On p. 94-95 he describes an effective tactic to deal with White people:
It was usually an effective tactic, another one of those tricks I had learned: People were satisfied so long as you were courteous and smiled and made no sudden moves. They were more than satisfied; they were relieved - such a pleasant surprise to find a well-mannered young black man who didn't seem angry all the time.
So expect no sudden moves in The Speech, but watch for smooth ones.
Hat tip: Susan L.Update: Shelby Steele calls this sort of behavior "bargaining" in his best-selling book White Guilt, and this morning in the Wall Street Journal.
Bargaining is a mask that blacks can wear in the American mainstream, one that enables them to put whites at their ease. This mask diffuses the anxiety that goes along with being white in a multiracial society. Bargainers make the subliminal promise to whites not to shame them with America's history of racism, on the condition that they will not hold the bargainer's race against him. And whites love this bargain -- and feel affection for the bargainer -- because it gives them racial innocence in a society where whites live under constant threat of being stigmatized as racist. So the bargainer presents himself as an opportunity for whites to experience racial innocence.
This is how Mr. Obama has turned his blackness into his great political advantage, and also into a kind of personal charisma. Bargainers are conduits of white innocence, and they are as popular as the need for white innocence is strong. Mr. Obama's extraordinary dash to the forefront of American politics is less a measure of the man than of the hunger in white America for racial innocence. [....]

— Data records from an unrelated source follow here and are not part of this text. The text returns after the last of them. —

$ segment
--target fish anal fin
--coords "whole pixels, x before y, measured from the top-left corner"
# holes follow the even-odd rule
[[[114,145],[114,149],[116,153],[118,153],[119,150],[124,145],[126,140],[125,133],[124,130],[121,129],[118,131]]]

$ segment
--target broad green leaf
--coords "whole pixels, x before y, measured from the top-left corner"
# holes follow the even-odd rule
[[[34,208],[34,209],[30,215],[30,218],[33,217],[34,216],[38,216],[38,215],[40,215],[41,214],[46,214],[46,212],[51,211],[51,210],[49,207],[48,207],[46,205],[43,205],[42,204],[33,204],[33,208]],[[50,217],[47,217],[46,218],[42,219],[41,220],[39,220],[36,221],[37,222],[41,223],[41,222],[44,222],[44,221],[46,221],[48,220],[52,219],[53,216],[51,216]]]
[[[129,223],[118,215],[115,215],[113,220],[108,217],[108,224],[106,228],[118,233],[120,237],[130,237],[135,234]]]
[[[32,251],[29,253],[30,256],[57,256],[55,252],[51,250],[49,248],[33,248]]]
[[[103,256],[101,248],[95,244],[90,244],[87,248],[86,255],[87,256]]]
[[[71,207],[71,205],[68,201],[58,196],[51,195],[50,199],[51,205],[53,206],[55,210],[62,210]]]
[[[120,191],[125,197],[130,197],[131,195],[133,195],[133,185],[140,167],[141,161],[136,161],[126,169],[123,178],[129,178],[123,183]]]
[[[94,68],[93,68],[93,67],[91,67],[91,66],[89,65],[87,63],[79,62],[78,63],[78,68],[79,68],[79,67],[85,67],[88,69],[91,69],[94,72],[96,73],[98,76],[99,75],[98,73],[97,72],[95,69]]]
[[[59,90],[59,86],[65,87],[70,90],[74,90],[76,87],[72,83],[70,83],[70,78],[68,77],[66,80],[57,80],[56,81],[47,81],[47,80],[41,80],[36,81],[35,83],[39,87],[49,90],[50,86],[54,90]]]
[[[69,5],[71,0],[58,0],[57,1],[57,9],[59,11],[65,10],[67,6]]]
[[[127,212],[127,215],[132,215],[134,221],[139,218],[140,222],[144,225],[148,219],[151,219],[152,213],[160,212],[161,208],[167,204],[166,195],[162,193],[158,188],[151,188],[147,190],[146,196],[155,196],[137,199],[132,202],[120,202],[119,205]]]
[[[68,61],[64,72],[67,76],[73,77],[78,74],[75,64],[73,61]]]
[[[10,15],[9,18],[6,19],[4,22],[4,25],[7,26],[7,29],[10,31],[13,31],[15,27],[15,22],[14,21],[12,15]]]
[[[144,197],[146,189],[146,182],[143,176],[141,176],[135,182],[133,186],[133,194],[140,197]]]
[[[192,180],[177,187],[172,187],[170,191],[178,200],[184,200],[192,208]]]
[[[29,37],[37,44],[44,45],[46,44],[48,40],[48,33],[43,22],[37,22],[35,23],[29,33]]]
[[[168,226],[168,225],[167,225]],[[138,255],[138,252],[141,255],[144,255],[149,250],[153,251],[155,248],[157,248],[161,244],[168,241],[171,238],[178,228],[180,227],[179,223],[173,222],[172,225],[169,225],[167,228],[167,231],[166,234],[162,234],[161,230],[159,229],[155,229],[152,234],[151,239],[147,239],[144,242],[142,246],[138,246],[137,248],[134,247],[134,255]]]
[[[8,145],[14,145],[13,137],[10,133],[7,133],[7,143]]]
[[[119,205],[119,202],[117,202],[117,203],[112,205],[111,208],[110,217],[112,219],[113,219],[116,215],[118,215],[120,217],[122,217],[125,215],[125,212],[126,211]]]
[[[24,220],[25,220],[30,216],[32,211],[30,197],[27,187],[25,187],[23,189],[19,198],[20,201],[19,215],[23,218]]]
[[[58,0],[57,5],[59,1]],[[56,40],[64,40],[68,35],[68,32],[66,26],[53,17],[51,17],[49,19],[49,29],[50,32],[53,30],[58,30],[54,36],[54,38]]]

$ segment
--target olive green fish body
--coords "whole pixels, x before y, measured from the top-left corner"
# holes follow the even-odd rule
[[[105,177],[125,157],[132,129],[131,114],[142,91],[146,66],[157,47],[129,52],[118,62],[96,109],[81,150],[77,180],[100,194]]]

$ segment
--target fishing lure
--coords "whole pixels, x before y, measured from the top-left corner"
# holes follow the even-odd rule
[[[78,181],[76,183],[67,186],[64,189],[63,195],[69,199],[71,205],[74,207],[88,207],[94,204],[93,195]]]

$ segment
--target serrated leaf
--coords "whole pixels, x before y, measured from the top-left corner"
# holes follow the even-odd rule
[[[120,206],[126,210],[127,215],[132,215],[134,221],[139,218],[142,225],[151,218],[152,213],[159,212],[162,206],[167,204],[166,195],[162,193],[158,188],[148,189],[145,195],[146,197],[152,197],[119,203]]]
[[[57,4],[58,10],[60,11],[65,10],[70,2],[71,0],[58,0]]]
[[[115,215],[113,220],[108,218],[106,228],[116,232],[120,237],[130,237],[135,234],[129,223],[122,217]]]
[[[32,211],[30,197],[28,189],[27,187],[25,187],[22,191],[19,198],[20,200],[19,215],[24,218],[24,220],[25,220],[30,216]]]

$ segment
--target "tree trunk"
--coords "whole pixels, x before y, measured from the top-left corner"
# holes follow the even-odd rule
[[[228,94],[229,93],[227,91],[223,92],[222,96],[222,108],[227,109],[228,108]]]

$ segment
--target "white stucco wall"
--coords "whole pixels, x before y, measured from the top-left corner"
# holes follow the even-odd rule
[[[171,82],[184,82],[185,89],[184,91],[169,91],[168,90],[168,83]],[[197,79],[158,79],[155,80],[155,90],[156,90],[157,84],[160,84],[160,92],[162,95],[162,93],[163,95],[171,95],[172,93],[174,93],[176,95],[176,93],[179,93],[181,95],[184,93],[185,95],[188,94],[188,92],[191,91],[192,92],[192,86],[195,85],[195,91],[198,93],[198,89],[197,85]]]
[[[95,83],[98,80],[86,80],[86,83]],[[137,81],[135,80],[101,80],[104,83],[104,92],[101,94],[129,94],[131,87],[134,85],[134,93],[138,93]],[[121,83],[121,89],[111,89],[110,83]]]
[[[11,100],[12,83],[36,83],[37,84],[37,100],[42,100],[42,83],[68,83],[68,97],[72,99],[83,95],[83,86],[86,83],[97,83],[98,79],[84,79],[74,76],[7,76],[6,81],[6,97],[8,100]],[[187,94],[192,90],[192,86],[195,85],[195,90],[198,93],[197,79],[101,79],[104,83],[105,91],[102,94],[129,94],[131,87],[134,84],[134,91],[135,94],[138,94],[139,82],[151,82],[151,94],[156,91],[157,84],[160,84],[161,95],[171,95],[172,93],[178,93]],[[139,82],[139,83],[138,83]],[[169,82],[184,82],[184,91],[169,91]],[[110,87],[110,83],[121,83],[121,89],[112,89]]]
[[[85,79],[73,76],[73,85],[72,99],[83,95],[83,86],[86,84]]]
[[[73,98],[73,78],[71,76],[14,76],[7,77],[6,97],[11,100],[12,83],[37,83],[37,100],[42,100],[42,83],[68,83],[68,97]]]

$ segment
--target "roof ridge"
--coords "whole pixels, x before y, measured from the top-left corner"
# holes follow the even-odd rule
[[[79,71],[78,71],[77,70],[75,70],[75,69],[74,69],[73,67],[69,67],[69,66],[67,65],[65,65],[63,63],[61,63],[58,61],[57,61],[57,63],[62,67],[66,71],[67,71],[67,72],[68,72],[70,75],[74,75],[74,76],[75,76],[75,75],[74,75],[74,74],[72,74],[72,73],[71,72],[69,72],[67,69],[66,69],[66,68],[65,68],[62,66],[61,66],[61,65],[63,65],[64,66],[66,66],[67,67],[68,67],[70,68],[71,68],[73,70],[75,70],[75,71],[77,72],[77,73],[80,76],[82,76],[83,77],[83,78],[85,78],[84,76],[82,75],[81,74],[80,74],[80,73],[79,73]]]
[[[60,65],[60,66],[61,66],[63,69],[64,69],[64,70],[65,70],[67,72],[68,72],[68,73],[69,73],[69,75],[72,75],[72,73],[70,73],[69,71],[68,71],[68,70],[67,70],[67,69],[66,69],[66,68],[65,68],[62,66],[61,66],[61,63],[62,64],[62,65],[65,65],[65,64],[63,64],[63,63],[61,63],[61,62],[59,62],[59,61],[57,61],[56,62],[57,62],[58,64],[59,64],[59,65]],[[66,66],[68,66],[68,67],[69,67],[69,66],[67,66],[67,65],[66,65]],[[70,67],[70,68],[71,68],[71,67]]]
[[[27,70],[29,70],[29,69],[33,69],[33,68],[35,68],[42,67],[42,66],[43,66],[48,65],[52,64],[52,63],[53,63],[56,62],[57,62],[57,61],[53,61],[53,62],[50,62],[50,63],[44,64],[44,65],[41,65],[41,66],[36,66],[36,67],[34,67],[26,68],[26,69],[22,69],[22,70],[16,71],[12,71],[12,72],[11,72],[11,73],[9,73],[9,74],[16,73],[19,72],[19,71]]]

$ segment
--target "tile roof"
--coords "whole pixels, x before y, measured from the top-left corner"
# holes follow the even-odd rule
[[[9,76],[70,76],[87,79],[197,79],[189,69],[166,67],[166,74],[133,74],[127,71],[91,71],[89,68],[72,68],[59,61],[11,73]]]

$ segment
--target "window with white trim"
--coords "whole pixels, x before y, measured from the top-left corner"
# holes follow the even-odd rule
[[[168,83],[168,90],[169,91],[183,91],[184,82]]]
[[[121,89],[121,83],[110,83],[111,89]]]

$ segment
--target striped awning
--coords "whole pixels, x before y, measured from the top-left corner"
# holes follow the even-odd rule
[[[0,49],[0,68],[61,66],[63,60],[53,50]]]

He was driven by insecurity, by a need to "be black" despite his biracial background. And so fellow-traveling with a little race hatred seemed a small price to pay for a more secure racial identity. And anyway, wasn't this hatred more rhetorical than real?
But now the floodlight of a presidential campaign has trained on this usually hidden corner of contemporary black life: a mindless indulgence in a rhetorical anti-Americanism as a way of bonding and of asserting one's blackness. Yet Jeremiah Wright, splashed across America's television screens, has shown us that there is no real difference between rhetorical hatred and real hatred.